Another simple double integral

[WrongMan]

Homework Statement

So i think i got this straight since my last question. let's see :)
So my area of integration is: y=4 ; y=x² and y=(x-2)²
the function is |x-1|
i must integrate with respect to dx first.

The Attempt at a Solution

So i sketched the area (see attatchment graphs should be cross at x=1 sorry for my bad sketch xD) and found that the upper limit for dx is x² (so y^½) and the lower is (x-2)(so y^½-2)²
then noticed that since the function is the absolute value of x-1 i can divide it up into 2 functions
-x+1 (for x<1) and x-1 (for x>1) and with that in mind in my sketch i drew the line x=1 so my integrals are:
∫_y^½-2¹(-x+1) dx (this integral is from y^½-2 to 1)
and ∫₁^y½(x-1)dx (this integral is from 1 to y^½)
and then integrate all this with respect to y from 0 to 4.

 

[Charles Link]

On your dx lower limit, try recomputing it. You need to take the negative sqrt of (x-2)^2. (The x-2 for the left half of the parabola is negative.)

 

[WrongMan]

On your dx lower limit, try recomputing it. You need to take the negative sqrt of (x-2)^2. (The x-2 for the left half of the parabola is negative.)

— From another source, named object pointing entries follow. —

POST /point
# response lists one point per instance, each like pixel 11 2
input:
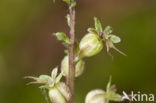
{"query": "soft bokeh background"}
pixel 28 48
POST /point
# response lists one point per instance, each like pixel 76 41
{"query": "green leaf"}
pixel 68 19
pixel 108 30
pixel 62 37
pixel 76 48
pixel 67 1
pixel 73 4
pixel 112 96
pixel 58 78
pixel 54 73
pixel 109 85
pixel 98 25
pixel 44 78
pixel 92 30
pixel 114 38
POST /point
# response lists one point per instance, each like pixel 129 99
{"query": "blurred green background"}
pixel 27 46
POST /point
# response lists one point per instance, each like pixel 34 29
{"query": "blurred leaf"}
pixel 112 96
pixel 66 1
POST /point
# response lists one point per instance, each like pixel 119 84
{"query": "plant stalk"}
pixel 71 75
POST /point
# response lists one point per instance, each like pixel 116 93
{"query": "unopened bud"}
pixel 65 67
pixel 90 45
pixel 95 96
pixel 60 93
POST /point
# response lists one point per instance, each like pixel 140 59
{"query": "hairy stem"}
pixel 71 76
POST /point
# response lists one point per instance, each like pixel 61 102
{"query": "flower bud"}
pixel 65 67
pixel 90 45
pixel 60 93
pixel 95 96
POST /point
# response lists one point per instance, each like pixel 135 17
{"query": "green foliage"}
pixel 98 25
pixel 68 19
pixel 62 37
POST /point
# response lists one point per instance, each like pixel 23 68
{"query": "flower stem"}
pixel 70 78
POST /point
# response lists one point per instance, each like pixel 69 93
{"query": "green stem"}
pixel 71 76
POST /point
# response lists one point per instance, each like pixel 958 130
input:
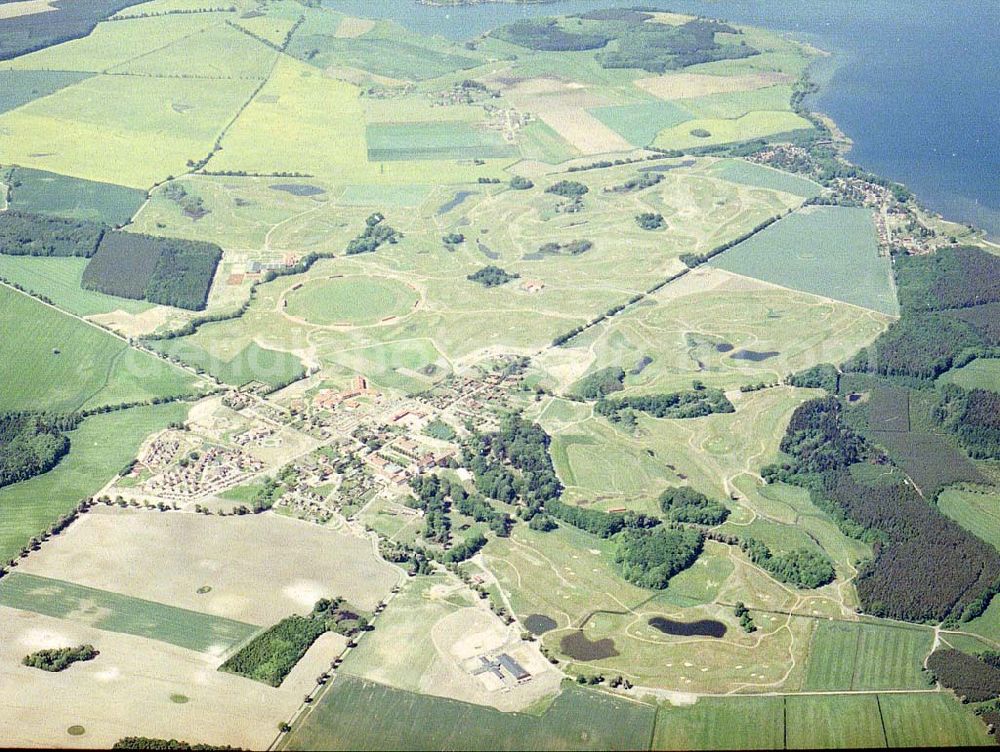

oh right it is (sqrt(y) + 2) damn my distractions
that is what you meant right?

 

[Charles Link]

oh right it is (sqrt(y) + 2) damn my distractions
that is what you meant right?

No. -sqrt(y)+2 .i.e. $-y^{1/2}+2$ (You also needed a +2, but you need the minus sqrt.)

 

[WrongMan]

No. $-y^{1/2}+2$

say whaaaat? XD

so (x-2)²=y <=> x-2=y^½ <=> x= y^½ +2
no?

 

[Charles Link]

say whaaaat? XD

so (x-2)²=y <=> x-2=y^½ <=> x= y^½ +2
no?

When you take the sqrt, there are are two solutions. You want the left one because your boundary is on the left side of this parabola. The left one is the negative sqrt. e.g. sqrt(4)=+/- 2. In this case you want "-2". When y=4, x-2=-2 ==>> x=0 is the root you are looking for.

 

[WrongMan]

When you take the sqrt, there are are two solutions. You want the left one because your boundary is on the left side of this parabola. The left one is the negative sqrt. e.g. sqrt(4)=+/- 2. In this case you want "-2". When y=4, x-2=-2 ==>> x=0 is the root you are looking for.

ohhhh i get it. thanks!

 

[Ray Vickson]

Homework Statement

So i think i got this straight since my last question. let's see :)
So my area of integration is: y=4 ; y=x² and y=(x-2)²
the function is |x-1|
i must integrate with respect to dx first.

The Attempt at a Solution

So i sketched the area (see attatchment graphs should be cross at x=1 sorry for my bad sketch xD) and found that the upper limit for dx is x² (so y^½) and the lower is (x-2)(so y^½-2)²
then noticed that since the function is the absolute value of x-1 i can divide it up into 2 functions
-x+1 (for x<1) and x-1 (for x>1) and with that in mind in my sketch i drew the line x=1 so my integrals are:
∫_y^½-2¹(-x+1) dx (this integral is from y^½-2 to 1)
and ∫₁^y½(x-1)dx (this integral is from 1 to y^½)
and then integrate all this with respect to y from 0 to 4.

Why must you integrate with respect to x first? Did somebody order you to do that? The problem is a lot easier if you integrate first with respect to y.

 

[WrongMan]

Why must you integrate with respect to x first? Did somebody order you to do that? The problem is a lot easier if you integrate first with respect to y.

This is from the same set of problems from yesterday.
here is what it says:
calculate ∫∫_Df(x,y) dxdy where:
then i get like 10 different values for f(x,y) and D

 

[Ray Vickson]

This is from the same set of problems from yesterday.
here is what it says:
calculate ∫∫_Df(x,y) dxdy where:
then i get like 10 different values for f(x,y) and D

I do not see anywhere a statement to the effect that you must integrate first with respect to x. It is perfectly legitimate to interchange the order of integration (first x, then y, or first y, then x), and the notation $dx \, dy$ has nothing to do with it. I really hope you do not think otherwise.

There may be reasons to do x first, then y, if the point of the exercise is to make you practice setting up integration limits, etc., but if the aim of the exercise is to simply compute an integral, you can use any order you want, and do whichever is easier. You might even learn something by doing the same problem two different ways.